Most of the time Fabrice Brégier is the most important man in a room. He is the president and CEO of Airbus a multibillion-dollar company responsible for the production of roughly half the world's jet airliners.
Yet on more than one occasion this week, Brégier, a pensive French technocrat, has played second fiddle to his customers at the Dubai Airshow.
It is another sign, along with the mind-blowing figures for planes and payments this week, that the aviation world is firmly gripped by, and at the beck and call of, the Gulf's carriers.
Sat next to Akbar Al Baker, CEO of Qatar Airways, as the airline chief announced an order for five new A330 freighter aircraft, Brégier appeared humbled.
It has been two years since Al Baker declared the French manufacturer was still learning how to make planes' and although the relationship appears mended, it was clear who now wears the metaphorical trousers.
"Two years ago when we had our first contract with Airbus, I didn't have so many white hairs. So you can see who is the cause of this," Al Baker joked to an amused media room.
The comical remark, made firmly tongue-in-cheek, offered a brief glimpse into the relationship not solely between Airbus and Qatar Airways, but between the Gulf's Big Three' Qatar, Emirates and Etihad and all plane manufacturers.
Brégier was even snubbed somewhat by the international press.
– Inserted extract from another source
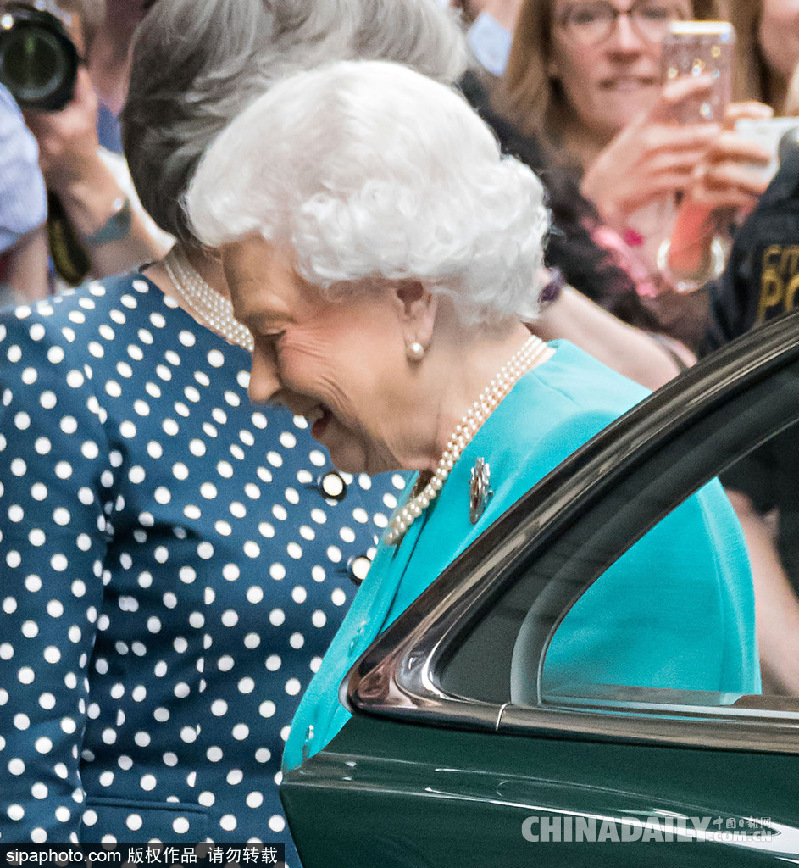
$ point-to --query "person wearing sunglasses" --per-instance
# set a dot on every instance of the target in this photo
(584, 78)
The boss of Airbus would normally be a fantastic name to interview, but the vast majority of questions went to the man seated next to him, with Brégier left silently smiling on.
James McNerney, chairman and CEO of The Boeing Company, experienced it too.
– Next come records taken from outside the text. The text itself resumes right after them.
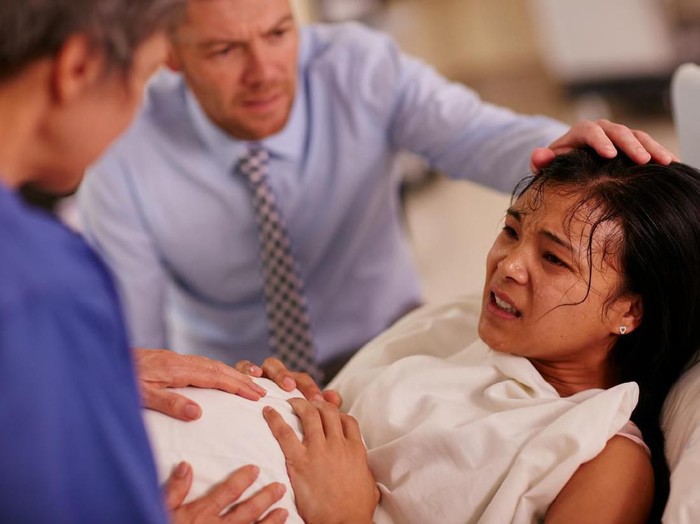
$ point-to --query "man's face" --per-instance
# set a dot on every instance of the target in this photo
(239, 58)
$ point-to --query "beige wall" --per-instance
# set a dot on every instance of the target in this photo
(481, 36)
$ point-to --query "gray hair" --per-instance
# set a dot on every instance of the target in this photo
(35, 29)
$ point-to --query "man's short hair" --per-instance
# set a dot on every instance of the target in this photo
(35, 29)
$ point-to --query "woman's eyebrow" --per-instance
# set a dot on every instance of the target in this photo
(557, 240)
(514, 213)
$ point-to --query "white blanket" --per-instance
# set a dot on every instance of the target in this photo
(466, 434)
The American business executive may have been hand chosen by Barack Obama to chair the President's Export Council, but at the Airshow on Sunday he didn't even make the top three most important men in a very small, cramped media room.
HH Sheikh Mohammed bin Rashid Al Maktoum, ruler of Dubai, HH Sheikh Ahmed bin Saeed Al Maktoum, chairman and CEO of Emirates, and Tim Clark, president of Emirates, were the sound bites all the media were scrambling for.
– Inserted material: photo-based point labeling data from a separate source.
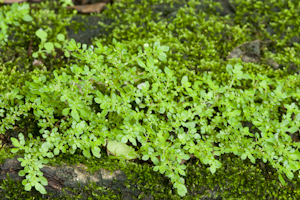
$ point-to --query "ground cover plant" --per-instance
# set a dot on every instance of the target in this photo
(159, 82)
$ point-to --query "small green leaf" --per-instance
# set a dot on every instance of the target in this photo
(60, 37)
(164, 48)
(162, 56)
(96, 151)
(14, 150)
(22, 173)
(145, 157)
(75, 115)
(155, 160)
(57, 45)
(49, 46)
(87, 153)
(15, 142)
(35, 54)
(213, 169)
(27, 18)
(41, 34)
(141, 63)
(181, 189)
(244, 156)
(120, 149)
(184, 80)
(56, 151)
(28, 187)
(72, 45)
(290, 175)
(66, 111)
(67, 54)
(292, 129)
(281, 180)
(43, 181)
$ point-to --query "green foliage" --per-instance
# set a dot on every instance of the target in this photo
(160, 84)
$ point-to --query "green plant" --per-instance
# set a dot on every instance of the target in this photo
(169, 102)
(49, 46)
(11, 16)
It can be argued that only a few global airlines have royalty at the top of their board, but there is no denying the noticeable power shift which has further marked a tipping point for the global aviation industry this week.
Following a record-breaking first day when GCC airlines spent a combined total of $150 billion for around 300 wide body jets, the Gulf is now firmly recognised as the world's travel hub, perfectly placed on the crossroads of East and West.
Whereas in the past, heads of plane manufacturers held the power with European and American carriers making orders in the low double figures, the shots are now called by the Gulf's Big Three.